Die britische Polizei ermittelt gegen die Konservative Partei von Premierminister Boris Johnson. Dabei geht es um den Verdacht, illegal Einfluss auf die Parlamentswahl im Dezember genommen zu haben. Die Anschuldigungen lauteten Wahlbetrug und Amtsmissbrauch, teilte die Polizei mit.

Der Labour-Abgeordnete Charlie Falconer hatte die Polizei als Mitglied im Oberhaus am Freitag aufgefordert, entsprechenden Berichten nachzugehen. Demnach sollen die Konservativen versucht haben, Politiker der rechten Brexit-Partei zu überreden, ihre Kandidaturen für die Wahl zurückziehen. Falconer sagte, die Versuche würfen "ernsthafte Fragen über die Integrität" der Wahl am 12. Dezember auf und könnten gegen das Wahlrecht verstoßen.

Wenn weniger Kandidaten der Brexit-Partei antreten, könnten die Konservativen profitieren. Denn im britischen Mehrheitswahlrecht gewinnt der Kandidat mit den meisten Stimmen im jeweiligen Wahlkreis – und ein Großteil der Wähler der Brexit-Partei dürfte zu den Tories wechseln.

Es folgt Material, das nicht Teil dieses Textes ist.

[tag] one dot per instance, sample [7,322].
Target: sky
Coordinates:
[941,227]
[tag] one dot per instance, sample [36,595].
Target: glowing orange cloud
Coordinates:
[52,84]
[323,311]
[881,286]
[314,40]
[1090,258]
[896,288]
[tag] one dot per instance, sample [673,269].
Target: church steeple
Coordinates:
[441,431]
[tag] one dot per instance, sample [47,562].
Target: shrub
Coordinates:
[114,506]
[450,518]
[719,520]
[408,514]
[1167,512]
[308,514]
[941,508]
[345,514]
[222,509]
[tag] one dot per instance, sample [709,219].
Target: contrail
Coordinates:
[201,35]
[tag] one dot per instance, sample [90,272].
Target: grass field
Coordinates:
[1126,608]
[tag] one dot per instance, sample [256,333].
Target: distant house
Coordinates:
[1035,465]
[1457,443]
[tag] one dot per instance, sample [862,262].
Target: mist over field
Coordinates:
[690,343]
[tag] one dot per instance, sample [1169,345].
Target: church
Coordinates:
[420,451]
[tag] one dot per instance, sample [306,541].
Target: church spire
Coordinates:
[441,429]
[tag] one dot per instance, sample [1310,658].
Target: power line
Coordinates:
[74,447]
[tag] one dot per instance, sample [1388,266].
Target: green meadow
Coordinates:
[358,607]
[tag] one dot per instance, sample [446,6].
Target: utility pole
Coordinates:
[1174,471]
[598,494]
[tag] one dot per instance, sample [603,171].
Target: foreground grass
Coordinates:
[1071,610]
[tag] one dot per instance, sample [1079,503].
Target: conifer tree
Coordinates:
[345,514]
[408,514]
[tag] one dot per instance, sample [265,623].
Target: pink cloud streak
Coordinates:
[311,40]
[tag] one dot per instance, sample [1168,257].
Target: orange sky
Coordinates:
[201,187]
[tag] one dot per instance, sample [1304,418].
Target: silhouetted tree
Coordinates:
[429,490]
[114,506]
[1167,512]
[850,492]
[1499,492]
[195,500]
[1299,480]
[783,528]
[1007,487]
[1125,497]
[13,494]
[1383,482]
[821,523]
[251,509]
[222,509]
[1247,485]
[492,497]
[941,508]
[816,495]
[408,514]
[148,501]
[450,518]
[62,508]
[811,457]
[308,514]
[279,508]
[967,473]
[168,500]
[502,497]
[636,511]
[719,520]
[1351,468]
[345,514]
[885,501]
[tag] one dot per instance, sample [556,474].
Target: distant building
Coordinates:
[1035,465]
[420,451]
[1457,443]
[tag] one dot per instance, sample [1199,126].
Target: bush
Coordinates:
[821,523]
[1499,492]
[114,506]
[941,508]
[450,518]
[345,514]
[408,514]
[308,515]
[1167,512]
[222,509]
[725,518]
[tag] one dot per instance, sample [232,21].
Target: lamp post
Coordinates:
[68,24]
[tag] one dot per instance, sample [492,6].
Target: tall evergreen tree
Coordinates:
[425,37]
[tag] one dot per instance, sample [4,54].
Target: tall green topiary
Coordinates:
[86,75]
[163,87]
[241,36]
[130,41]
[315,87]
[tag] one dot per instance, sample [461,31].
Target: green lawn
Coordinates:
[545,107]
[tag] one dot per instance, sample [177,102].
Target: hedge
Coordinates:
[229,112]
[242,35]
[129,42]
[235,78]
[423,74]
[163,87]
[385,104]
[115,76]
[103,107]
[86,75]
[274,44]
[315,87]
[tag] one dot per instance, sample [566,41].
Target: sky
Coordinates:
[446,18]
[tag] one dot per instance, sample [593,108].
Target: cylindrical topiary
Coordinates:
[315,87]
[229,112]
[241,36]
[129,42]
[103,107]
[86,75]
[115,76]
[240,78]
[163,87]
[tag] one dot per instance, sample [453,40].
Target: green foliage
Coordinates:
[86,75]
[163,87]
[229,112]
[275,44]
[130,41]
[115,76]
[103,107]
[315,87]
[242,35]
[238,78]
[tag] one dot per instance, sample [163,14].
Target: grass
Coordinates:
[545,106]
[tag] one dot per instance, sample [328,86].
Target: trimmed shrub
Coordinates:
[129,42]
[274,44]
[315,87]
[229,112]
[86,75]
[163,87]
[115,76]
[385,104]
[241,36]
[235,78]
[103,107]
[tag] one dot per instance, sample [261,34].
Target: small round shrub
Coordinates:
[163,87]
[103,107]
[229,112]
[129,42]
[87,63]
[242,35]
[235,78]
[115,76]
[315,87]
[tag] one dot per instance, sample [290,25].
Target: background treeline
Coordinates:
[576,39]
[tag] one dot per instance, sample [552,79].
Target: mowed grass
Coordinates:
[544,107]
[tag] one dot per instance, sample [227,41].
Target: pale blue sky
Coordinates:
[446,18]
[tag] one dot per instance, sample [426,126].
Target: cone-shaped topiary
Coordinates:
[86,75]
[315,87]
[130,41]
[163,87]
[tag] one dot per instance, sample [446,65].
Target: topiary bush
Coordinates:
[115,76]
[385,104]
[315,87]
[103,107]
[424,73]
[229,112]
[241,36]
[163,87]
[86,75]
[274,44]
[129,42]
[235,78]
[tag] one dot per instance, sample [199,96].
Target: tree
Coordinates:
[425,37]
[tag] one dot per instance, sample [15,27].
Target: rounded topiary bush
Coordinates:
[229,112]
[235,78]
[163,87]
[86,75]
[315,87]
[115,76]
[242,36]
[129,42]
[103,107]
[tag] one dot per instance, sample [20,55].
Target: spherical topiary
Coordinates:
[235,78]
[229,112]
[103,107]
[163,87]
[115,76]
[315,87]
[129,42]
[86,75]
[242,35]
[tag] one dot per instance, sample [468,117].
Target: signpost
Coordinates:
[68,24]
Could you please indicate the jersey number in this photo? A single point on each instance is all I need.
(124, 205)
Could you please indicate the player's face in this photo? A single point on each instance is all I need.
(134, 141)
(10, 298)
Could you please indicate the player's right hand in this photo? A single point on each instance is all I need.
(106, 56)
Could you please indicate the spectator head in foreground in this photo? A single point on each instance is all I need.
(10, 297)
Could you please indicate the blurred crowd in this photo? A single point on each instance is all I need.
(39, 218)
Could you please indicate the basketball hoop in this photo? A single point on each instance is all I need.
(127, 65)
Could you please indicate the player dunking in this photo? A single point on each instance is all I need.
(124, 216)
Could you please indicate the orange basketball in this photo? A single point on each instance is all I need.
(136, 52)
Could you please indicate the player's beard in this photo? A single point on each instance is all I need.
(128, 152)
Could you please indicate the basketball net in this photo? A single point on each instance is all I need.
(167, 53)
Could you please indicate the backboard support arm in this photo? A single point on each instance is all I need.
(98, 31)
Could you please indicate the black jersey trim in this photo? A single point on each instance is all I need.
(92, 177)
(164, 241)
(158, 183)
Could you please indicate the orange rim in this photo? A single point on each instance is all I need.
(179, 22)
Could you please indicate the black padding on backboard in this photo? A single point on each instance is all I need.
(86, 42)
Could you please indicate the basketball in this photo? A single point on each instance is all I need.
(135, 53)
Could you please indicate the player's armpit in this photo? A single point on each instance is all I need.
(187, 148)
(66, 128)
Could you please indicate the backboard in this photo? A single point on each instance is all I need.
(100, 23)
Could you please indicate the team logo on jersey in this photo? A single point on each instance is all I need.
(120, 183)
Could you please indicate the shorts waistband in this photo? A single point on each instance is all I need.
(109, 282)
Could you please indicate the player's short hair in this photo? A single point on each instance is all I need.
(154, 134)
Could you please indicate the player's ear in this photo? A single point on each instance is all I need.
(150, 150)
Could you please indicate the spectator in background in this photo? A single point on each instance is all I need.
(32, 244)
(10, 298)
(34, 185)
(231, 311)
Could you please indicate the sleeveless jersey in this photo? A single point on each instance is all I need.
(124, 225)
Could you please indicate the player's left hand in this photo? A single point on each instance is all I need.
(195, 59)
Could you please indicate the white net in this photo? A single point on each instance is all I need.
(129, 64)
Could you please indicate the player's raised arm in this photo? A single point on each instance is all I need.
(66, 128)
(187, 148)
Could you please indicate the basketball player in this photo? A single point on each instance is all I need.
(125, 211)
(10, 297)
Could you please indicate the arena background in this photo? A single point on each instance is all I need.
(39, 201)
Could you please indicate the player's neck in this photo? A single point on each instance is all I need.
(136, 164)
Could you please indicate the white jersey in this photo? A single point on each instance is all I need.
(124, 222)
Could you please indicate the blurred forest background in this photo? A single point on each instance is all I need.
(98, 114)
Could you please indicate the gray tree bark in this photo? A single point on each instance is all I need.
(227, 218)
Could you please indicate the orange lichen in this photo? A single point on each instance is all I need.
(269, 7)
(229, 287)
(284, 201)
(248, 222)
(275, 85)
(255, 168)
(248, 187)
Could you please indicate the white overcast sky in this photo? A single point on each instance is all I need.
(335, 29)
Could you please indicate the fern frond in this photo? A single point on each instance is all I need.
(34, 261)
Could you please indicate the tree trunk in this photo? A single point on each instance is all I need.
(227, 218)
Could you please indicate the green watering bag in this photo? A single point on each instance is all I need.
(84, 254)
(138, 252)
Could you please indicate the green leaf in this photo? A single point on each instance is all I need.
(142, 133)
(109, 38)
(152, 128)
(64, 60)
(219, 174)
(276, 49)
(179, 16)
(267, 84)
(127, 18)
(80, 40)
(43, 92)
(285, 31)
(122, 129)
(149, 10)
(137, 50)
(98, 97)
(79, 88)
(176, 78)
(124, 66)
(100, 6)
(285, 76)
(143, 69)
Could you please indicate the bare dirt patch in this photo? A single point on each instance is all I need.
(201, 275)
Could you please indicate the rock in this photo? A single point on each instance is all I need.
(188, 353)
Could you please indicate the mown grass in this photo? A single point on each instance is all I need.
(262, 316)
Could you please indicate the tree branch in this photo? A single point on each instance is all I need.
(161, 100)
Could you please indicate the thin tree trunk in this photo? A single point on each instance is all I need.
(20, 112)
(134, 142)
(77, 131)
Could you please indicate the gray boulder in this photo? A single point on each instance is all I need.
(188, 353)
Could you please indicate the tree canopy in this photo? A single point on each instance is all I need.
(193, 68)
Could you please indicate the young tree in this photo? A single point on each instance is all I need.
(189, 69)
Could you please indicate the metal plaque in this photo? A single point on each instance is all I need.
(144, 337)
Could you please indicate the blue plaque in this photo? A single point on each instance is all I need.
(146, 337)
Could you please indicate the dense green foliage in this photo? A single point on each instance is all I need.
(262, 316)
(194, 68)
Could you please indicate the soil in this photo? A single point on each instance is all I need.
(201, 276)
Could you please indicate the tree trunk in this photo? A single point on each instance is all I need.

In Umfragen liegen die Tories deutlich vorn

Die Konservativen sollen Konkurrenten der Brexit-Partei mit Jobs gelockt haben. Deren Parteichef Nigel Farage beschuldigte hochrangige Mitglieder der Konservativen, "unsere Kandidaten angerufen und ihnen Jobs angeboten zu haben, falls sie zurückziehen". Im britischen Telegraph warf er Johnsons Partei "Korruption" vor, die an ein Land wie Venezuela erinnere.

Diese Behauptungen bezeichnete Johnson als Unsinn. Er sei sicher, dass es Gespräche zwischen Politikern aller Parteien gebe, aber niemandem sei ein Posten angeboten worden sein, sagte er der BBC. Anfang der Woche hatte Farage überraschend angekündigt, seine Partei werde in 317 Wahlkreisen, die zuletzt von der Konservativen Partei gewonnen wurden, nicht antreten.

Aktuelle Umfragen sehen Johnsons Tories vorn. Demnach wollen 40 Prozent der Wähler für die Konservative Partei stimmen, 30 Prozent für Labour, 16 Prozent für die Liberalen und nur sieben Prozent für die Brexit-Partei.